By Damon Poeter, CRN
November 28, 2008    12:00 AM ET

Page 1 of 4

Intel Corp., Santa Clara, Calif., and Advanced Micro Devices Inc., Sunnyvale, Calif., are finally back to where it all started when the personal computer boom kicked off in the early 1980s—squaring off with chips that bear more similarities than differences. That sets the stage for the kind of competition between the two main x86 microprocessor makers that has system builders like Brian Corn energized for a lively 2009.

"We're really going to be able to finally have an 'apples-to-apples' comparison on performance," said Corn, vice president of marketing at Source Code, Waltham, Mass., discussing how Intel's new "Nehalem" processors will stack up against AMD's recently launched "Shanghai" chips.

"The next statistic to look at is who has the best power consumption. If you can have both the performance and power consumption lead, that'll be the crown jewel. AMD's new 45-nanometer chips look great out of the gate, but Intel's holding back on all their information about Nehalem on the server side, so they might have an ace up their sleeve."

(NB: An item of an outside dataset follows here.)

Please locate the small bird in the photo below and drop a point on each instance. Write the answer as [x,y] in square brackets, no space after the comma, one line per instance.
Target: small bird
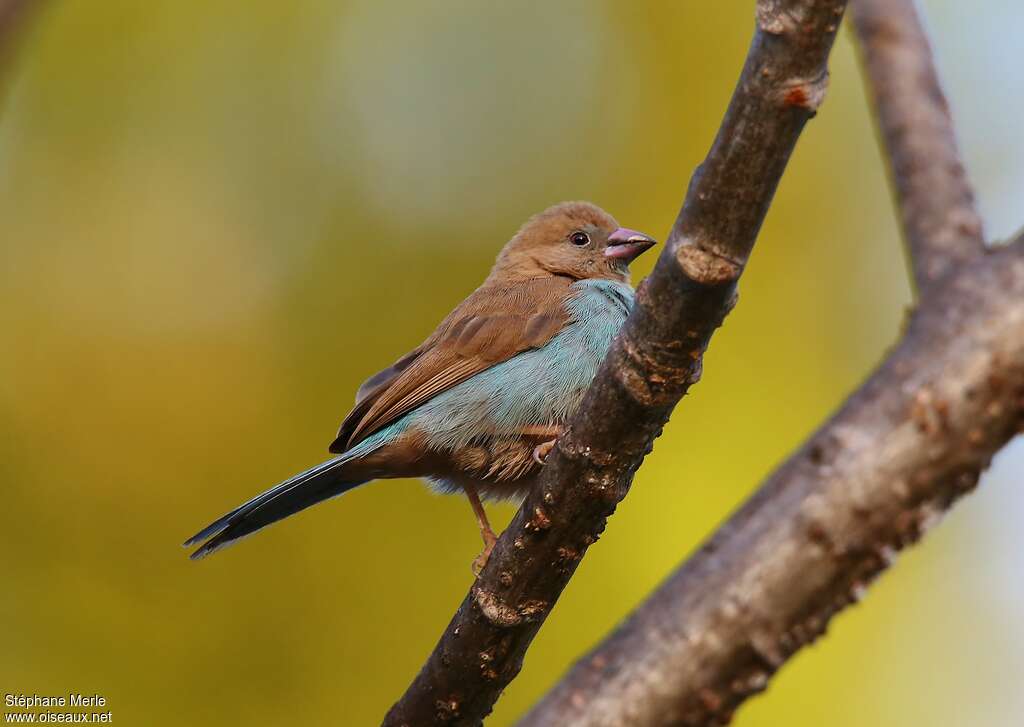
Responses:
[476,408]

Corn first voiced his excitement about the upcoming battle between Intel and AMD more than a year ago, when he pinpointed the current convergence of the two chip maker's product road maps as the beginning of an epic battle for CPU supremacy. That's because the two companies took divergent architectural paths over the past decade, but in many ways return to the same general thoroughfare with the coming ramp of Intel's new Nehalem chips and AMD's 45nm Shanghai transition.

Intel's Nehalem microarchitecture, first represented in three Core i7 desktop processors released in mid-November, eliminates the Front Side Bus, integrates the memory controller on the die itself and independently powers each of the processor cores in these multicore chips for a "native" multicore design similar to the one that AMD embraced several years ago.

In transitioning to the 45nm fabrication process Intel pioneered a year ago, AMD will match its larger rival on that technology node until Intel makes its next major transition to 32nm late next year.

The first products to emerge in this renewed battle aren't exactly alike. Intel's first publicly available Nehalem products are desktop chips, including the Core i7-965 Extreme Edition, a blazing-fast 3.2-GHz, quad-core processor with 8 MB of L3 cache that is priced at $999, or about $500 less than the top Intel quad-core built on the older Core 2 architecture. AMD, on the other hand, introduced its 45nm processor a few weeks ago with nine new Opteron server processors that feature higher clock speeds than the previous Barcelona generation for equivalent prices.

But as Intel and AMD build out Nehalem and Shanghai across more product lines, that "apples-to-apples" scenario Corn anticipates will really start to materialize. Intel already has Nehalem server chip samples in the channel, with parts for two-socket installations planned for release early next year and the full array due out over the course of 2009. AMD recently confirmed that it will release 45nm quad-core desktop chips to be branded as Phenom II beginning in early January. The top Phenom II part will be listed at 3.0 GHz, but AMD overclockers have actually taken the chip north of 6.0 GHz using liquid nitrogen—similar scalability to what's been shown in Intel's Core i7.